A and B denote formulas
A1,...,AN ⊨ B: For any I, if I satisfies A1,...,AN then I satisfies B (where I is an instance)
A1,...,AN ⊢ B: There exists a proof of B from A1,...,AN
Implicitly, this can only exist in the context of some proof system. For the rest of class, assume we have the context of the set of axioms we set up last class.
Q: What is I?
A: I is an instance. So for a boolean formula, an instance would be an assignment to all of the variables.
A1,...,AN ⊨ B ---> A1,...,AN ⊢ B (completeness)
If semantically, A1,...,AN entails B, then there exists a proof that shows that.
.
A1,...,AN ⊢ B ---> A1,...,AN ⊨ B (soundness)
If there is a proof of B from A1,...,AN, then A1,...,AN entails B
Example 1:
p --> q, not q ⊢ not p
_______________________
1: p --> q premise
2: not q premise
3: p assume p
4: q implies elimination(3,1)
5: ⊥ not elimination(4,2)
6: not p not introduction(3-5)
Example 2:
⊢ (p and q) --> (q and p)
_________________________
1: p and q assume (p and q)
2: p and elim1(1)
3: q and elim2(1)
4: q and p and introduction(3,2)
5: p and q --> q and p implication introduction(1-4)

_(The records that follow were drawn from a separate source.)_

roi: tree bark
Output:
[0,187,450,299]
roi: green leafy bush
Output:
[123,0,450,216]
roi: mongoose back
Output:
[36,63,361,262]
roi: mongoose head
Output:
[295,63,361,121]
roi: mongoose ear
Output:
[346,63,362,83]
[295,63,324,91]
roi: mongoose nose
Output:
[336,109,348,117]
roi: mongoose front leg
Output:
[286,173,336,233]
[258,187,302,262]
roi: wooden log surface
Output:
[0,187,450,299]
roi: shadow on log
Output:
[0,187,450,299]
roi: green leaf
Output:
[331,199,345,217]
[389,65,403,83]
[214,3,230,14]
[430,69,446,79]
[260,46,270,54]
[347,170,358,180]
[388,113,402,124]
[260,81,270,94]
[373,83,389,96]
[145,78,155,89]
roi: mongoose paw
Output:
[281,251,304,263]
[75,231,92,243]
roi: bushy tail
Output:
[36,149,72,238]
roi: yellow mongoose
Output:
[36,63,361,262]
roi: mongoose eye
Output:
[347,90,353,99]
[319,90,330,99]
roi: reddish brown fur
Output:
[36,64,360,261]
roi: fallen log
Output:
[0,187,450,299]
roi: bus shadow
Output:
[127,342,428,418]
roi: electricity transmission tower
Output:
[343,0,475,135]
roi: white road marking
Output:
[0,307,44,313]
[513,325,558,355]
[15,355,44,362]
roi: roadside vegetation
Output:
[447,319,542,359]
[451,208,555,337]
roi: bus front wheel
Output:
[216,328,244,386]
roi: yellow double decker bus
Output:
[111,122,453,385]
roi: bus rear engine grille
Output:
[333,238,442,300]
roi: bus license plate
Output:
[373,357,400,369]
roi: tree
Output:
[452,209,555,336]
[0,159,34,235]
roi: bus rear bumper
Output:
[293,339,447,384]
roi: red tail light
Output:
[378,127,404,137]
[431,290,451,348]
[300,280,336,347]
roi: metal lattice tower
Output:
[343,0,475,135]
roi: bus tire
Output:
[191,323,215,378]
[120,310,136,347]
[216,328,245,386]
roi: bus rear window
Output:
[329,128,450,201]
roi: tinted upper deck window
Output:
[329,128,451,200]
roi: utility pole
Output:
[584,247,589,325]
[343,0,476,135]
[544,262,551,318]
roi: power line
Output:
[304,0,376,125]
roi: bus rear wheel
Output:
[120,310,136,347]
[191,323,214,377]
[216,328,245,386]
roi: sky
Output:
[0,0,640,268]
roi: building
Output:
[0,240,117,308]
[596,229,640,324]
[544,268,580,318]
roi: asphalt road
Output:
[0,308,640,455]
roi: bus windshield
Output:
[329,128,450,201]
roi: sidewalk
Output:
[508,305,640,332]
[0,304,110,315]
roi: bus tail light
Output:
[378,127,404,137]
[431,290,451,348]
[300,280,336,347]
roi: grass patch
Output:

Q: What is “completeness” in Alloy verses “completeness” in Natural Deduction?
A: In Alloy, we’re looking for an instance. In Natural Deduction, we’re looking for a proof.
Q: What is the relation between proof and instance?
A: Looking for an instance is kind of like looking for a counterexample, and looking for a proof is sort of like looking for whether or not an instance exists. Alloy looks for finite instances. All proofs are finite, but counterexamples to things we’re trying to prove may be infinite.
Let T be a set of formulas.
Then T is satifiable if and only if every finite subset of T is satisfiable.
Note that T itself may or may not be finite.
Contrapositive: T is unsatisfiable if there exists a finite subset of T that is unsatisfiable.
Q: Why is that true?
A: All proofs are finite. So you can only use a finite subset of the premises in T. Then if we find a proof that a subset is unsatisfiable, we can conclude that the whole thing is unsatisfiable. From that, we can construct the compactness theorem.